Types of Security Mechanisms

Web applications receive remotely supplied (and potentially malicious) user data via HTTP request parameters. In PHP applications, user input is always received as data of type string. If this input is processed in a security sensitive operation of the web application, a vulnerability can occur. For example, a dynamically built SQL query with embedded user input may lead to a SQL injection vulnerability. In order to prevent such a critical vulnerability, the user input has to be sanitized or validated beforehand. For this purpose, a security mechanism is applied between the user input (source) and the sensitive operation (sink) such that malicious data cannot reach the sensitive operation.

1. Generic Input Sanitization

Generally speaking, during input sanitization the data is transformed such that harmful characters are removed or defused. The advantage of this approach is that relevant parts of the data stay intact, while only certain characters are removed or replaced. This way, the application can proceed with the sanitized data without a request for resubmission. In the following, we present several ways to sanitize data generically against all type of injection flaws, such as cross-site scripting and SQL injection.

1.1. Explicit Type Casting

Numeric characters can be safely used in security sensitive string operations.
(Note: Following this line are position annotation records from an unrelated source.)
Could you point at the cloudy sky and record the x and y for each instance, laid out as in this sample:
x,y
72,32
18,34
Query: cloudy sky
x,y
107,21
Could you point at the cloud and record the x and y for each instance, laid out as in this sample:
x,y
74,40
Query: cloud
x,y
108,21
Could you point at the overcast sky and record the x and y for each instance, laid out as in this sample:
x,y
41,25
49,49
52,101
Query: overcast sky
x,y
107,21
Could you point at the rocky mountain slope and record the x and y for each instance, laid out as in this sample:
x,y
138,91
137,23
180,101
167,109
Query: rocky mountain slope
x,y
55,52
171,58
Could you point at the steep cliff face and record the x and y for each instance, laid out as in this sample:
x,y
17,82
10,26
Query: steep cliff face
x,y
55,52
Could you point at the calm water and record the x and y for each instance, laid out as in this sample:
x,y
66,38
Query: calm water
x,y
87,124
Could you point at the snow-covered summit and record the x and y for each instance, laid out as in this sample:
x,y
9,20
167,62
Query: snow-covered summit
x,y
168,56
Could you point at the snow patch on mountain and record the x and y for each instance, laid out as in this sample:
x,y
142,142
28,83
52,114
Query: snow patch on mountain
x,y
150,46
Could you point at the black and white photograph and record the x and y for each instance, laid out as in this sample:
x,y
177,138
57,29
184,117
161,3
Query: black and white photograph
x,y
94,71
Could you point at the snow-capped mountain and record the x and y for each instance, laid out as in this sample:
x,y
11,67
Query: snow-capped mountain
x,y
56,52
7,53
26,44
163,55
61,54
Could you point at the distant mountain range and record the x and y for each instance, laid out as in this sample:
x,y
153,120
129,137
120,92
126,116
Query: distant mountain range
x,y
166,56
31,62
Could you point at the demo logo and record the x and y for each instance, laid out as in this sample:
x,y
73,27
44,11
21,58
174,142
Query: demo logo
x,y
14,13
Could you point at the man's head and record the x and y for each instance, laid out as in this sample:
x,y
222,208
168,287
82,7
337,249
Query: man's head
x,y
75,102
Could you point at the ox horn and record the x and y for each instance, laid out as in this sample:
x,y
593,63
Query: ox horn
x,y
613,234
To ensure only numeric characters, a string can be explicitly typecasted to a number by using the typecast operator or built-in functions.
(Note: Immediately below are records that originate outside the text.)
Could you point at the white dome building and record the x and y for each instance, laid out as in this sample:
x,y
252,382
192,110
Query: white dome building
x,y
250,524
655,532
$var = (int)$var;        //safe
$var = intval($var);     //safe
settype($var, 'int');    //safe

Listing 1: Examples for explicit type casting.

All three operations in Listing 1 ensure a secure use of the variable $var regarding injection flaws. PHP uses duck typing to determine the integer value of a string. An empty and non-empty string is typecasted to the number 0. However, if the string starts with a number (“123abc”), the number is used as result of the typecast (123 ). We will introduce pitfalls associated with duck typing later on.

1.2. Implicit Type Casting

Similar to an explicit typecast, an implicit type cast automatically occurs if data is used in mathematical operations. Listing 2 shows an addition in line 1 in which $var is safely typecasted to integer before a number is added.

$var = $var + 1;    // safe
$var = $var++;    // unsafe

Listing 2: Examples for implicit type casting.

In contrast, the increment operator in line 2 performs no typecast and also works on strings. For example, the last character in the string aaa will be incremented to aab. Thus, $var can still contain malicious characters.

1.3. Formatting

Type casting is also performed by PHP’s built-in format string functions. Different specifiers (beginning with a percentage sign) can be used in a format string that determine the data type of the data they will be replaced with. An example is given in Listing 3 that uses the identifier %s (string) and %d (numeric).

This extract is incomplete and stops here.